COVID-19 Is Causing an Eruption in Employment Litigation. In the wake of the pandemic, courts are seeing employees pressing all kinds of different claims related to COVID-19, from common law tort and contract claims, to claims for discrimination under Title VII, to claims alleging violation of the FFCRA, to your run-of-the-mill wage and hour claims. While no business sector has been immune from such claims, the healthcare, manufacturing, and retail industries have seen the greatest volume of such claims. For a comprehensive review, see Seyfarth’s in-depth analysis of the data here.
Another Voice Joins Chorus of Calls for More Federal Judges in the Eastern District of California. As Seyfarth noted here, judges in the Eastern District of California have operated admirably under one of the most oppressive caseloads in the nation with significantly less judicial resources than most federal districts.
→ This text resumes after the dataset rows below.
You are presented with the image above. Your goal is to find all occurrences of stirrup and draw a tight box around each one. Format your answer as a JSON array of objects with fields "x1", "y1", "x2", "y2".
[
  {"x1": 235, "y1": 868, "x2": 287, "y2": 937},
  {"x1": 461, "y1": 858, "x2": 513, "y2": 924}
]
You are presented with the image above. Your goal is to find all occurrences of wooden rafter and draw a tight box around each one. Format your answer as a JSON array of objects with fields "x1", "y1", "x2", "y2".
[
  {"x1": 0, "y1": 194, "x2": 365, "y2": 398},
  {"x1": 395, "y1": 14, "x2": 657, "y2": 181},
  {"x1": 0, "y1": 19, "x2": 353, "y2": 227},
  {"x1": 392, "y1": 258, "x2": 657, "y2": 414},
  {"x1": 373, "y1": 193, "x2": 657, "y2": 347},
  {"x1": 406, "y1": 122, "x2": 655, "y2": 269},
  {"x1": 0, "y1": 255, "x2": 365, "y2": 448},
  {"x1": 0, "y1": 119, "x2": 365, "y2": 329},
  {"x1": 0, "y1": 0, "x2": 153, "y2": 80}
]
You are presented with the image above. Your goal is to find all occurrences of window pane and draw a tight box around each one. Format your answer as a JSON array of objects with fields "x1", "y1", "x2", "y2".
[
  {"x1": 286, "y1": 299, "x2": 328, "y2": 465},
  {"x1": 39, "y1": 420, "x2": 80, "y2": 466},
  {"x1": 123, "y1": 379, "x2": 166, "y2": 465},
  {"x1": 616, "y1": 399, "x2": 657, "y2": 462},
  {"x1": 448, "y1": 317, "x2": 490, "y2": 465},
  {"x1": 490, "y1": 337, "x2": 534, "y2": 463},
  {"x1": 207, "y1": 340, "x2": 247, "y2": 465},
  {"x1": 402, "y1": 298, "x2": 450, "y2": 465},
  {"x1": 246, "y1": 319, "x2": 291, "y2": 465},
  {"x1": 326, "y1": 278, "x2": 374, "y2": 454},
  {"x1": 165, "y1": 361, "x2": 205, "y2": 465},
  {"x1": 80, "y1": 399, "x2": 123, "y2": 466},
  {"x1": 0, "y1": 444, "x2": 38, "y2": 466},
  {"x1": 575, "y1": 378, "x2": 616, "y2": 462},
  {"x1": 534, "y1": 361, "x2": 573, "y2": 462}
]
Recently, two full-time judges assumed senior status, lowering their caseload, but compounding the emergency in the district. As such, Judge Dale A. Drozd issued a Judicial Emergency order, severely curtailing civil litigants’ access to the court. Recently, the president of the Federal Bar Association (FBA) testified in front of the Senate Committee on the Judiciary, imploring Congress to promptly exercise its authority to create additional Circuit, District, and Bankruptcy judgeships consistent with the recommendations of the Judicial Conference. In support of the request, the FBA President specifically directed the Committee to the existence of the Judicial Emergency in the Eastern District of California.
New Jersey Extends Benefits for Unemployed Workers. Last week, the N.J. Department of Labor announced that out-of-work citizens who have exhausted their state and federal benefits – 26 weeks of unemployment plus 13 weeks of federal Pandemic Emergency Unemployment Compensation – will be eligible for an additional 20 weeks of unemployment benefits. Now, workers can qualify for a maximum of 59 weeks of benefits. Those who filed claims will be automatically enrolled into the extended benefits as their federal extension expires.